LuxTrust S.A., a company based in Luxembourg, and Cambridge Blockchain LLC, a Massachusetts-based company providing identity-management enterprise software, today announced a joint effort to develop a new identity platform for the European market.
“LuxTrust is committed to providing better identities for people and things. Working with Cambridge Blockchain allows us to augment the scope of provided identities, including attributes for new sectors and businesses, and will enable users to share personal data fully respecting the increasingly stringent European regulatory framework,” said LuxTrust CEO Pascal Rogiest. “We are very excited to innovate together, filling the gaps in compliance, security and trust needed to accelerate expanding digital, personalized and automated services across Europe and worldwide.”
Founded in November 2005 by the government of Luxembourg and other financial companies, LuxTrust provides digital certificates and hardware tokens that Luxembourgers use to access banking and other secure services. LuxTrust identities can be used across multiple financial and state applications, with built-in compliance and cryptographic signing. The company plans to expand internationally.
Cambridge Blockchain provides services to banks to make it easier and cheaper for them to verify their customers’ identities. The company recently finished raising $2 million in venture capital, and won the Distributed Ledger Challenge organized by Santander Group’s fintech venture capital arm.
“Luxembourg is the ideal place to launch this platform. By combining LuxTrust’s current services such as authentication, signature and document management with our innovative blockchain-based enterprise software, our collaboration will deliver the future of digital identity for Europe and beyond,” indicated Cambridge Blockchain CEO Matthew Commons.
The platform Cambridge Blockchain and LuxTrust are co-creating seems to have an eye on the European General Data Protection Regulation. This new European legislation, due to take effect in mid-2018, aims to strengthen data protection for individuals and simplify and unify data laws across the European Union.

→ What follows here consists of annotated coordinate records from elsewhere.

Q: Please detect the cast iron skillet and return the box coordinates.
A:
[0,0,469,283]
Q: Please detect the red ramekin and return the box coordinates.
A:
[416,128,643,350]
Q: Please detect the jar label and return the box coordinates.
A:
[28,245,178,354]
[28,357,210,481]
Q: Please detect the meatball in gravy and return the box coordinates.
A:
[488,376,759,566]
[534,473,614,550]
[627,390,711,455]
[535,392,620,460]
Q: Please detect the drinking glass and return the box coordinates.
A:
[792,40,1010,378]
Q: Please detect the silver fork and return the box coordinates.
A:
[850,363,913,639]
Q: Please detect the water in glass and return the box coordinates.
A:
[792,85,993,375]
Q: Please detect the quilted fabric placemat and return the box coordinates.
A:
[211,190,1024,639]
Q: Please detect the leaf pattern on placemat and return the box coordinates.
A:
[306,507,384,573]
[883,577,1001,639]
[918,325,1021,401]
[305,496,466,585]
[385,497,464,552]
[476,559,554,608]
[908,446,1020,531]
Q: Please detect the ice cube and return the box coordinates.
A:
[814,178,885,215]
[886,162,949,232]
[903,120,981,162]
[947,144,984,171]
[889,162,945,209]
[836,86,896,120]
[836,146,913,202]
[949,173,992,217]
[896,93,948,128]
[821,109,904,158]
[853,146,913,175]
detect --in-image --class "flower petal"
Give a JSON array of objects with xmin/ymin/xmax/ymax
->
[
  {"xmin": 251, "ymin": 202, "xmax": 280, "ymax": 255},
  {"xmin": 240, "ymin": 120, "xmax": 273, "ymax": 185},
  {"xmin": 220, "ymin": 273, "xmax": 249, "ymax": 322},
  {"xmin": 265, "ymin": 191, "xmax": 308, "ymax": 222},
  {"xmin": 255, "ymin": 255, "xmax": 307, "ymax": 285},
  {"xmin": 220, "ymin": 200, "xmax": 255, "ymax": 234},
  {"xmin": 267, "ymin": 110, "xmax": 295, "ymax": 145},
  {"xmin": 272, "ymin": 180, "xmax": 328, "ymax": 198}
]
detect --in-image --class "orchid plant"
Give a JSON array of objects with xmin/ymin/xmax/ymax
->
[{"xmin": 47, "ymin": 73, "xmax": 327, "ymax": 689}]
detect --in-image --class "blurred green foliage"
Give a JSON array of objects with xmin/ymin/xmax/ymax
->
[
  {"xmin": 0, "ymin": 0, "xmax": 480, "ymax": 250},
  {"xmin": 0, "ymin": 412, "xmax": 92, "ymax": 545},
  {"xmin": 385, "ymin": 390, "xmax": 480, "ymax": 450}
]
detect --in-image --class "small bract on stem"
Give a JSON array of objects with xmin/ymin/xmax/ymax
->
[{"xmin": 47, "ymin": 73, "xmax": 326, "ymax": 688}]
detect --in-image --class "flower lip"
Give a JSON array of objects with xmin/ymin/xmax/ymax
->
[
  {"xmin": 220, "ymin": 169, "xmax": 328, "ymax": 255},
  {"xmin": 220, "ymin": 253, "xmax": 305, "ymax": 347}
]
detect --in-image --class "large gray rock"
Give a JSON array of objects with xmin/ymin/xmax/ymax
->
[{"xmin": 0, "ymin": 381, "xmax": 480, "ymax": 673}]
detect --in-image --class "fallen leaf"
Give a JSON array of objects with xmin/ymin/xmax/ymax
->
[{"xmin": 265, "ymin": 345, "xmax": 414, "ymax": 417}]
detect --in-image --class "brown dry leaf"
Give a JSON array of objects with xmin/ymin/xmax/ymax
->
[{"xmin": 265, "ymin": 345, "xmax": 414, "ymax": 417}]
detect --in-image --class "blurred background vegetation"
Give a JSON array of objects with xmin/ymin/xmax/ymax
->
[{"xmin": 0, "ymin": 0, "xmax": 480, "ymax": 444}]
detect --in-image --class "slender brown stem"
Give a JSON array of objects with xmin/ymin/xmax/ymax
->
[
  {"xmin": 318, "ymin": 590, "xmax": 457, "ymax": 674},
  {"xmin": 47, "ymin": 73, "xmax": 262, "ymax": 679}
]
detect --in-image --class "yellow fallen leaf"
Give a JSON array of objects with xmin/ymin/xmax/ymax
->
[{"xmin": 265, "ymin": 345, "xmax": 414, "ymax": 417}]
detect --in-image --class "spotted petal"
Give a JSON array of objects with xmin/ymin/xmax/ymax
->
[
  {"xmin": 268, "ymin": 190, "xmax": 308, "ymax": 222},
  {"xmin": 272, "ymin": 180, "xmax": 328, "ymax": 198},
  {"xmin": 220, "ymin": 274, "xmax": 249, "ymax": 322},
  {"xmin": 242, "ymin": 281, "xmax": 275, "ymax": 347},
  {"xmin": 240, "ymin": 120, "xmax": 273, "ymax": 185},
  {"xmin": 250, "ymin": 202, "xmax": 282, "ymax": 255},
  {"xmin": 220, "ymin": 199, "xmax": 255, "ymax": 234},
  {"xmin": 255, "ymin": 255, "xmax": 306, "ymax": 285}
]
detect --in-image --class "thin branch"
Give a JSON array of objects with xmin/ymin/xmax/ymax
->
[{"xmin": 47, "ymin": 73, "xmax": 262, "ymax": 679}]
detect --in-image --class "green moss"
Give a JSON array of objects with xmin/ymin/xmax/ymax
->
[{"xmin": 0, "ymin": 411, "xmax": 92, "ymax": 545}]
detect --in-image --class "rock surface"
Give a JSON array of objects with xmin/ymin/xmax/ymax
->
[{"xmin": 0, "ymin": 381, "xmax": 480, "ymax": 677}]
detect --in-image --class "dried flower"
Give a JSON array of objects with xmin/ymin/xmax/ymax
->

The European General Data Protection Regulation emphasizes ‘privacy by design’; Article 23 “calls for controllers to hold and process only the data absolutely necessary for the completion of its duties (data minimisation), as well as limiting the access to personal data to those needing to act out the processing.” The new platform aims to comply with these directives by default. The new platform will initially cater to banks, allowing them to verify and manage their customers’ identities, and will later expand the same technology to secure personal data (such as health records) and IoT devices.